Organização comunitária

A coordenadora da Comissão Pastoral da Terra (CPT) no estado do Mato Grosso, Elizabeth Flores, chama a atenção para a importância da organização da comunidade para acessar as políticas públicas. “Se a comunidade não conhece seus direitos e não está organizada, dificilmente conseguirá acessar”, avalia a advogada

A Michele Jorge Pantaleão, agricultora e professora da Escola Família Agrícola de Orizona (GO) conhece de perto essa realidade. “O acesso às políticas públicas é muito burocrático”, disse. Foi necessário que os agricultores de região criassem a Associação Estadual Agroecológica de Goiás para acessar políticas como o Programa Nacional de Alimentação Escolar (PNAE), o Programa Nacional de Fortalecimento da Agricultura Familiar (Pronaf), o Moradia Rural (Minha Casa, Minha Vida) e o Programa de Aquisição de Alimentos (PAA).

“Individualmente a gente não consegue chegar a lugar nenhum. Tem que juntar, na comunidade, pessoas que tem demandas e necessidades comuns”, disse. Por meio destes programas, eles implementaram a produção de alimentos orgânicos e também passaram a vender os seus produtos para a merenda escolar, creches, asilos e entidades beneficentes do município.
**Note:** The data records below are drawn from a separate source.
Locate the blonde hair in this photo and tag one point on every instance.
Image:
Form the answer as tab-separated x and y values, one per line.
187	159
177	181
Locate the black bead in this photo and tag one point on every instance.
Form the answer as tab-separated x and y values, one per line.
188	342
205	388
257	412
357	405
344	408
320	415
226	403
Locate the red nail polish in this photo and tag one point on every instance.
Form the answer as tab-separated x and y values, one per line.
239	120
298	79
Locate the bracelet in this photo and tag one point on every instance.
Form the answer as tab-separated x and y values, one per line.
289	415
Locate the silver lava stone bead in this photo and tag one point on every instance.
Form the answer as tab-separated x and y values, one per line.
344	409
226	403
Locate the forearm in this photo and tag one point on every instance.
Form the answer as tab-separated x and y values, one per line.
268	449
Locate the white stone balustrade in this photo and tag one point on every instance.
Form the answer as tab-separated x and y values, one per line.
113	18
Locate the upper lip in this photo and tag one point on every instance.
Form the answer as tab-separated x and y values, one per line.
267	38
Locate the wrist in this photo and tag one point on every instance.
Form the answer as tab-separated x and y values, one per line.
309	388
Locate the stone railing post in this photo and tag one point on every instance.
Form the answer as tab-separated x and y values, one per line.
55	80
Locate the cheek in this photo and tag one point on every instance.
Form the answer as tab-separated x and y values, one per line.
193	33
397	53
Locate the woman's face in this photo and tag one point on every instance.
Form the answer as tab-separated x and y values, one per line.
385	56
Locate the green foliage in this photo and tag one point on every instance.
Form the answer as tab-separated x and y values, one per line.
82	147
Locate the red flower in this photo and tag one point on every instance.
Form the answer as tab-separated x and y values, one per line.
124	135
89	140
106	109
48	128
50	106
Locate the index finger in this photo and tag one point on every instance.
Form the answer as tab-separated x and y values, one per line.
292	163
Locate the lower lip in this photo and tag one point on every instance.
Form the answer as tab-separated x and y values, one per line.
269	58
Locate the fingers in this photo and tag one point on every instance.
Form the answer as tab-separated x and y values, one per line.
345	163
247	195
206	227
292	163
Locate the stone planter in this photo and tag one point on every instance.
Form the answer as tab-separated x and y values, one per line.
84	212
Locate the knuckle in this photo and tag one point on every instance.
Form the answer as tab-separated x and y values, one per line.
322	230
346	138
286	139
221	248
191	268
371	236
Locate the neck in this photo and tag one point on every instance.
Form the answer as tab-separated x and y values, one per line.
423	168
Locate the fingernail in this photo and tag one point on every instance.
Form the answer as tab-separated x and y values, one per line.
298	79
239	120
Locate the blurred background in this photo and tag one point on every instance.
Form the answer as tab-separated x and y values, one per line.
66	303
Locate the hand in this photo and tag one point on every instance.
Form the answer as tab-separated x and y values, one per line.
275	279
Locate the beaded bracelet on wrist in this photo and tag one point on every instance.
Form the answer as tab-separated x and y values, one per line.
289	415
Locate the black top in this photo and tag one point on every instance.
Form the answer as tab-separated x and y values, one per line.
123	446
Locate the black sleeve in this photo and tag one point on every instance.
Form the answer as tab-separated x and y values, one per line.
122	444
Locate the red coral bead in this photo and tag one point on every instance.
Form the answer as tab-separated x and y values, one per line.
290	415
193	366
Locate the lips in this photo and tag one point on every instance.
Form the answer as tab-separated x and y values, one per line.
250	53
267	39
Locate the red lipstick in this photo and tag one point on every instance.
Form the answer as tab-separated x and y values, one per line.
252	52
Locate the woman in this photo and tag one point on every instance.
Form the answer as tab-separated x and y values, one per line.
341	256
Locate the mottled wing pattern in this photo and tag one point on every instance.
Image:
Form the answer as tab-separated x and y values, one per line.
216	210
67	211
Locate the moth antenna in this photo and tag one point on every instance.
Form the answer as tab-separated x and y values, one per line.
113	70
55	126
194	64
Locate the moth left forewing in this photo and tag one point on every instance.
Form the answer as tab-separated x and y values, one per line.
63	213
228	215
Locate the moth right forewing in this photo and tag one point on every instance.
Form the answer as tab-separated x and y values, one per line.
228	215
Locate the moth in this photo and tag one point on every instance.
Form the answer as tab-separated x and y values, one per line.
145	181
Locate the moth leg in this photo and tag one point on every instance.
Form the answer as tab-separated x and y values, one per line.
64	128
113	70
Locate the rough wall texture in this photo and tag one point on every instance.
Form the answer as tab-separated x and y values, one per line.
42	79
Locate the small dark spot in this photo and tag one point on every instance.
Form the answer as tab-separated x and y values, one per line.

A agricultora reforça que as políticas públicas não caem do céu. “As políticas públicas vieram de muita luta das famílias do campo para que governos olhassem para agricultura familiar”, disse. Em sua avaliação, elas garantem a permanência do homem no campo com qualidade de vida e geração de renda.

A irmã Maria Inês de Oliveira, da congregação das Irmãs Catequistas de Nossa Senhora da Visitação, é jornalista e agente da CPT da diocese de Ipameri (GO). Ela atuou junto aos produtores rurais de Orizona (GO).

O levantamento da realidade quando chegou à região, informa a religiosa, ajudou a perceber que a falta de acesso às informações sobre as políticas públicas era um dos maiores problemas dos agricultores locais. “A CPT contribuiu no sentido de ajudar na organização destes agricultores, potencializar a sua produção e também viabilizar a comercialização institucional de seus produtos”, conta.

A religiosa conta que os avanços são expressos na melhoria da renda, da qualidade de vida e na autonomia que as famílias vão conquistando. “Os agricultores começam a perceber que são capazes de se organizar internamente, alcançar mercados e concorrer a editais”, disse.